Lilly Sammartino Stampa E-mail
Sammartino   nata a Burgio (Agrigento) nel 1953
Rompo il silenzio
memoria 1953-2010

segnalazione al Premio Pieve Saverio Tutino 2012
leggi la motivazione della Giuria Nazionale

Sono Lilly, e racconto la mia storia. Sono terza di sei figli. Mio padre si chiamava Giovanni, era figlio di gente ricca sia di beni che di cultura e navigava nel benessere. Fin quando Benito Mussolini in persona non decide di requisire al nonno paterno dodici navi mercantili, provocando un irrimediabile dissesto finanziario. Un sopruso che indurrà papà Giovanni a cercare vendetta privata: ritenendo Mussolini responsabile del disastro dell’economia familiare, decide di ucciderlo. Il proiettile, però, mancherà il duce e colpirà a morte un generale al suo fianco. L’attentatore si salverà dalla cattura solamente dandosi alla latitanza nelle montagne dell’agrigentino, vicino a Burgio. Giovanni, uomo collerico e prepotente, non ha tuttavia finito di combinare guai e così dopo aver violentato e messo incinta una giovane, che è costretto a sposare, viene allontanato dalla famiglia d’origine. Da questo fatto iniziò la croce per mia madre e per noi figli. Mio padre abituato a stare libero non sapeva che cosa significasse la parola “famiglia”. Si faceva fatti suoi e andava e tornava a casa a suo piacimento, viveva senza regole e quando se ne andava stava via anche per anni. Per l’autrice, ancora piccola, inizia un doloroso peregrinare negli istituti e nei collegi siciliani. La madre, disperata, decide di trasferirsi a Milano ma viene presto raggiunta dal marito il quale, non trovandola al Paese, decide di punirla uccidendola. Lei doveva stare dove lui l’aveva lasciata. Animato da un odio cieco, mette in atto il folle progetto: mia madre restò in coma diverso tempo e quando si sveglio non era la stessa persona […] era diventata un vegetale.

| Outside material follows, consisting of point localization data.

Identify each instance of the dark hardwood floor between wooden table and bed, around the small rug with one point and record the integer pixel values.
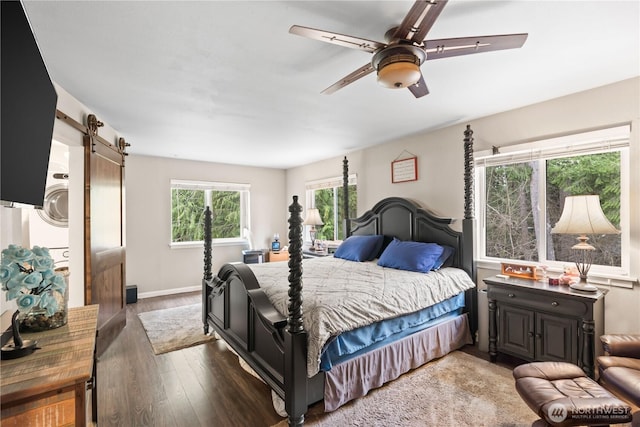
(197, 386)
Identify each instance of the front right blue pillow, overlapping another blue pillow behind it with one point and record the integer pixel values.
(410, 256)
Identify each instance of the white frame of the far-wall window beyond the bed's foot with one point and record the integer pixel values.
(208, 186)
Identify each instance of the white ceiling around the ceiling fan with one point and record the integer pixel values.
(224, 81)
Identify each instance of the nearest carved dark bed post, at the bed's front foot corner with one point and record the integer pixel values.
(295, 337)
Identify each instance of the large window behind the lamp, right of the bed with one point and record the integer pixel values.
(522, 196)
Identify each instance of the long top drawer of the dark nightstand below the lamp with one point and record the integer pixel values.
(555, 303)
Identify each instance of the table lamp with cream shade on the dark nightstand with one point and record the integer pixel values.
(583, 215)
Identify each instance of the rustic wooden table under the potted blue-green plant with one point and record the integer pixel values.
(49, 387)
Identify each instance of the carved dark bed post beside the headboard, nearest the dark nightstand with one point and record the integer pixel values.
(468, 225)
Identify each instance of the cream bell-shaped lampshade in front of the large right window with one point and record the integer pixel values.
(583, 215)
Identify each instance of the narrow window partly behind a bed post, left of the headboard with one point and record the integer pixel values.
(327, 196)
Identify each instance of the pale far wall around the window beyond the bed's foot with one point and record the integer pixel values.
(158, 269)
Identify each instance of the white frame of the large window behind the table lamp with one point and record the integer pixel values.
(592, 142)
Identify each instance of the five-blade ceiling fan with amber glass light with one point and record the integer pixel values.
(397, 62)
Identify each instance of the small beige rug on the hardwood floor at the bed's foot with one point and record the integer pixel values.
(174, 328)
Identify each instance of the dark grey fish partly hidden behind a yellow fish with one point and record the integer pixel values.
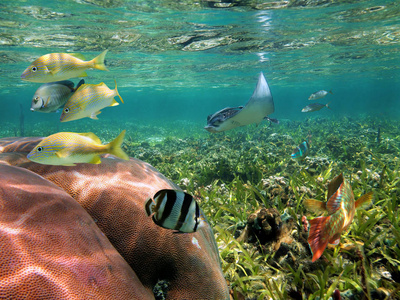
(49, 97)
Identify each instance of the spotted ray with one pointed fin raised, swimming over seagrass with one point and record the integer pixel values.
(257, 108)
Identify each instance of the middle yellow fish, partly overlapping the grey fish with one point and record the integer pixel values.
(88, 100)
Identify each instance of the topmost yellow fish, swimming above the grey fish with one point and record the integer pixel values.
(61, 66)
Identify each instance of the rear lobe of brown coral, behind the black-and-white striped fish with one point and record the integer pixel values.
(114, 193)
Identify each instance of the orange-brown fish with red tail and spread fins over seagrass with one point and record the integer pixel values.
(341, 209)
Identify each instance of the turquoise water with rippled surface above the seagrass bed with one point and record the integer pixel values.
(185, 60)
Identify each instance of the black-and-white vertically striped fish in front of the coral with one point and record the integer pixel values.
(176, 210)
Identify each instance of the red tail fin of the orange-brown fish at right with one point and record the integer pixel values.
(316, 238)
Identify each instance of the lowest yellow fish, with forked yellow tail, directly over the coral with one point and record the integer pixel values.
(69, 148)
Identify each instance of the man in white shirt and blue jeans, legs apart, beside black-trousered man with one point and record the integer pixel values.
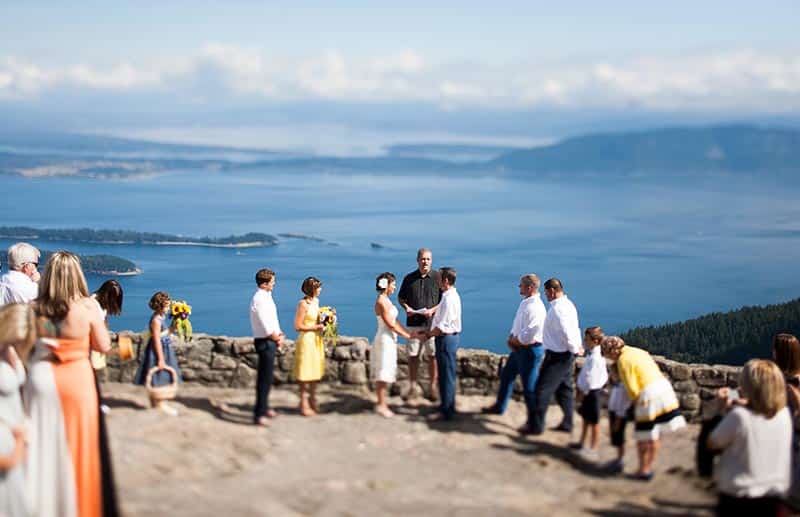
(525, 343)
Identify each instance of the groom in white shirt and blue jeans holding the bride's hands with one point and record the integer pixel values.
(445, 327)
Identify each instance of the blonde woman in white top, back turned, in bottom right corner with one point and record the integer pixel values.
(755, 437)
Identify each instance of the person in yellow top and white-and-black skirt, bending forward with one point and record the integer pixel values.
(655, 406)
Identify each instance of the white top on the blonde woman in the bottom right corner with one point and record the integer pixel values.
(756, 460)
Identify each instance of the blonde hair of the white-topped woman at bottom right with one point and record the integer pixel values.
(761, 382)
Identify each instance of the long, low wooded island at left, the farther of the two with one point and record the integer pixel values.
(87, 235)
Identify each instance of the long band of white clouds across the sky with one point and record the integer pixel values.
(737, 80)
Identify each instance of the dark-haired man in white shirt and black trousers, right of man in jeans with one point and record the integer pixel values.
(562, 341)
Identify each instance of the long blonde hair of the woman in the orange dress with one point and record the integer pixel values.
(62, 283)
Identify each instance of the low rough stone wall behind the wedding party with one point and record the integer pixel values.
(231, 361)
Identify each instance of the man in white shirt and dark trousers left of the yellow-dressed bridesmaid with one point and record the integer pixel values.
(267, 339)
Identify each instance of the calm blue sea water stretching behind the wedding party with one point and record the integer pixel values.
(629, 252)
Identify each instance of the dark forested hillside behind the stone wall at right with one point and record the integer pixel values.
(727, 338)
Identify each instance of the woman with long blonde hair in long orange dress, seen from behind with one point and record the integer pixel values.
(69, 472)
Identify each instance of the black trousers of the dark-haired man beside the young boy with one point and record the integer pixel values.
(555, 378)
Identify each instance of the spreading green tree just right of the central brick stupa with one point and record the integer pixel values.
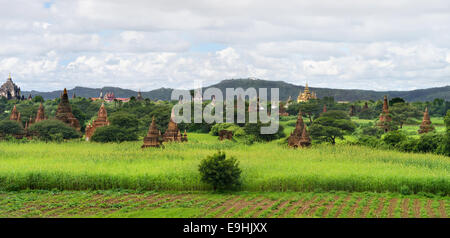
(331, 125)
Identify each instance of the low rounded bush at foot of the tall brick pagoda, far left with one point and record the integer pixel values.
(53, 130)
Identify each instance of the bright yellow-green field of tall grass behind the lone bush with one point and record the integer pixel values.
(266, 167)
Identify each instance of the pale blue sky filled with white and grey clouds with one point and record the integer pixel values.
(143, 45)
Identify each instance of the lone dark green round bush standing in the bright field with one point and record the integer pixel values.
(220, 172)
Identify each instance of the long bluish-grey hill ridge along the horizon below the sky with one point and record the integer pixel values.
(286, 90)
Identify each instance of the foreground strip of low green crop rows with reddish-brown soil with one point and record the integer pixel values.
(202, 204)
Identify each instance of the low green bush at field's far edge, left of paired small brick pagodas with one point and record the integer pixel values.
(113, 134)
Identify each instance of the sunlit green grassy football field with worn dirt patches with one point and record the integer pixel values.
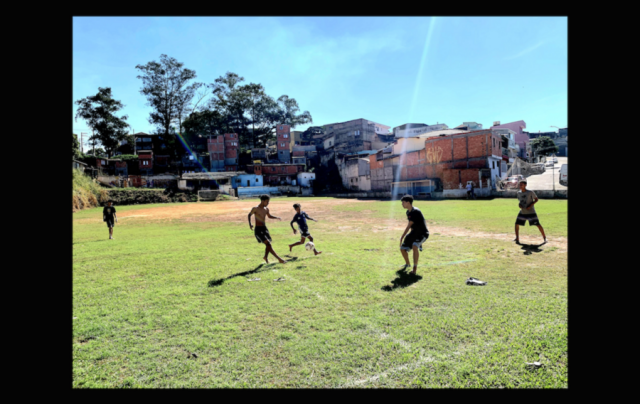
(169, 303)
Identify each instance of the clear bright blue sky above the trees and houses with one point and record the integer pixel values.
(391, 70)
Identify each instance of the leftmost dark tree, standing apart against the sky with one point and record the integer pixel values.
(99, 113)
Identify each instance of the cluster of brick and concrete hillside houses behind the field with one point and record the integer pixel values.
(358, 155)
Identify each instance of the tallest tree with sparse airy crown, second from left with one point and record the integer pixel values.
(164, 84)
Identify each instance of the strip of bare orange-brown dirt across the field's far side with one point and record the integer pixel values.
(236, 211)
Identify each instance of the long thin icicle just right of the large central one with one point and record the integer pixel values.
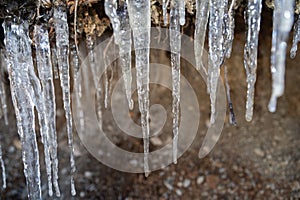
(175, 44)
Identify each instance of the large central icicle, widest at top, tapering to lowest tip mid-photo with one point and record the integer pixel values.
(139, 17)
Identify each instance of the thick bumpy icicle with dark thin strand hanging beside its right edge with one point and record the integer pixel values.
(216, 50)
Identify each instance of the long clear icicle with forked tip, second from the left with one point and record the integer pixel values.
(44, 66)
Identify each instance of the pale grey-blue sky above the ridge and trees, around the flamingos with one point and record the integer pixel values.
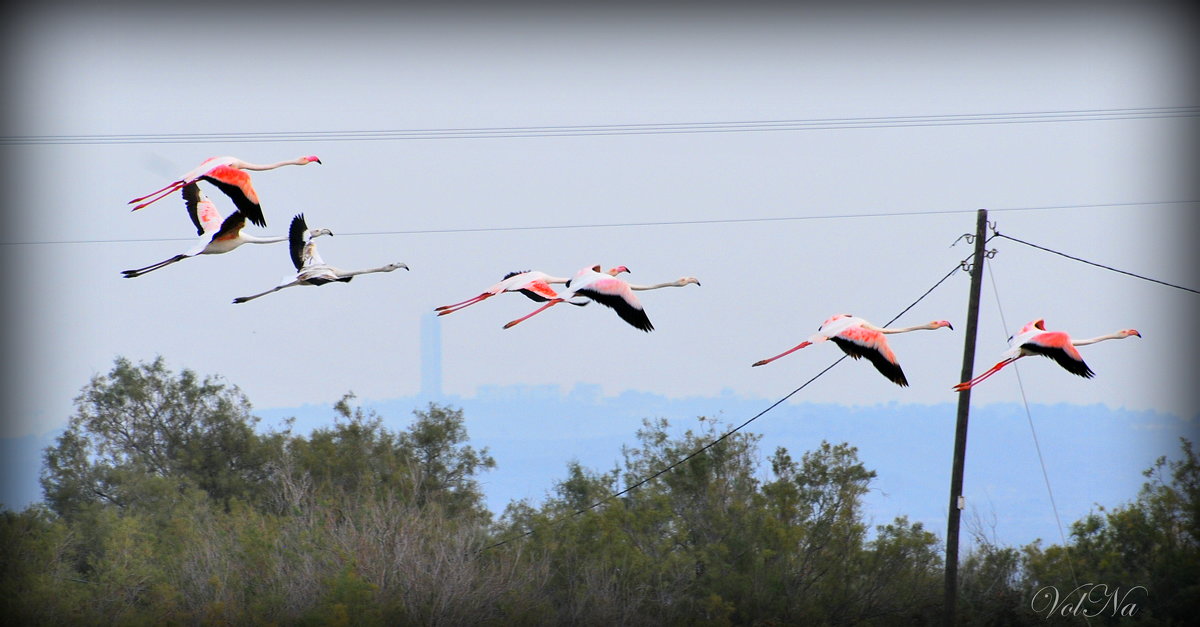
(783, 228)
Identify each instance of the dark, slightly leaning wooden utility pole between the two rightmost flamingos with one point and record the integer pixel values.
(961, 432)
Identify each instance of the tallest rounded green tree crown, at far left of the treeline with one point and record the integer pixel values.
(142, 434)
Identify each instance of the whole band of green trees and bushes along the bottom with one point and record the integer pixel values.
(166, 505)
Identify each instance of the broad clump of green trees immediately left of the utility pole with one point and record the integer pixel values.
(711, 542)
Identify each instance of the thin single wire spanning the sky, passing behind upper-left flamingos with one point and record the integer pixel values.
(651, 224)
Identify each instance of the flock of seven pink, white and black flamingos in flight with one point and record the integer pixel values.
(855, 337)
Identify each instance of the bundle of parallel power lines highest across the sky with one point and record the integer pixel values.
(812, 124)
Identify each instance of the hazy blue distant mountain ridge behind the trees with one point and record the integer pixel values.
(1094, 455)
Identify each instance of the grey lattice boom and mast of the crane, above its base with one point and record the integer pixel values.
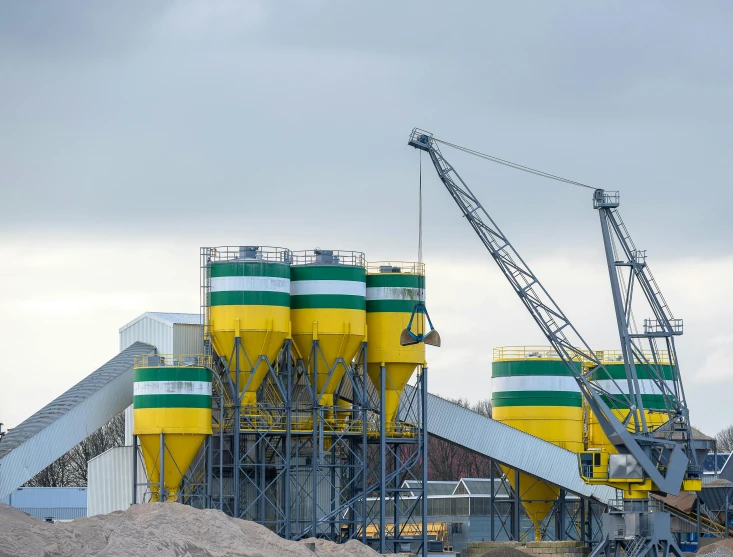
(661, 456)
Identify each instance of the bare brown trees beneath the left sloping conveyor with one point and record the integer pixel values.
(71, 469)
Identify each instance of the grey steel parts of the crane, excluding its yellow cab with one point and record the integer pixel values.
(661, 459)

La famiglia è devastata: il padre deve scontare 19 anni di carcere, la madre passa dal coma al manicomio, Lilly e i fratelli finiscono in vari istituti tra la Sicilia e la Lombardia. Nel 1965 l’autrice è trasferita in un istituto a Seregno, in Brianza. Inizia un altro periodo duro: volevo essere accettata dalla gente per ciò che era il mio essere, e quando capii come andava la vita decisi di nascondere alla società la mia vera identità. […] A Quattordici anni iniziai a lavorare, e a ventitre cominciai a studiare. Nel frattempo mio padre usciva dal carcere e pretendeva di stare con noi figli, che sapendo che cosa aveva fatto a nostra madre non ci fidavamo di un uomo che non conoscevamo e per giunta violento. In fabbrica incontra Pier, un industriale di Seregno e se ne innamora. Pensa di sposarlo ma a pochi mesi dalle nozze si accorge di un suo tradimento e rompe il fidanzamento. Nel 1981 torna in Sicilia per visitare la tomba della madre e per rivedere i luoghi dell’infanzia. Trascorre le vacanze nell’isola e conosce Giuseppe: diverrà suo marito e dalla loro unione nasceranno tre bambini. La vita non è stata facile neanche con lui, ma col carattere che ho, e con la fatica che non mi risparmio, sono riuscita a portare avanti il rapporto fino a oggi. […] Non ho mai raccontato ai miei figli della mia famiglia e del mio passato. Col silenzio ho voluto spezzare la catena di disgrazie, che, come una cappa aveva avvolto la mia famiglia di origine.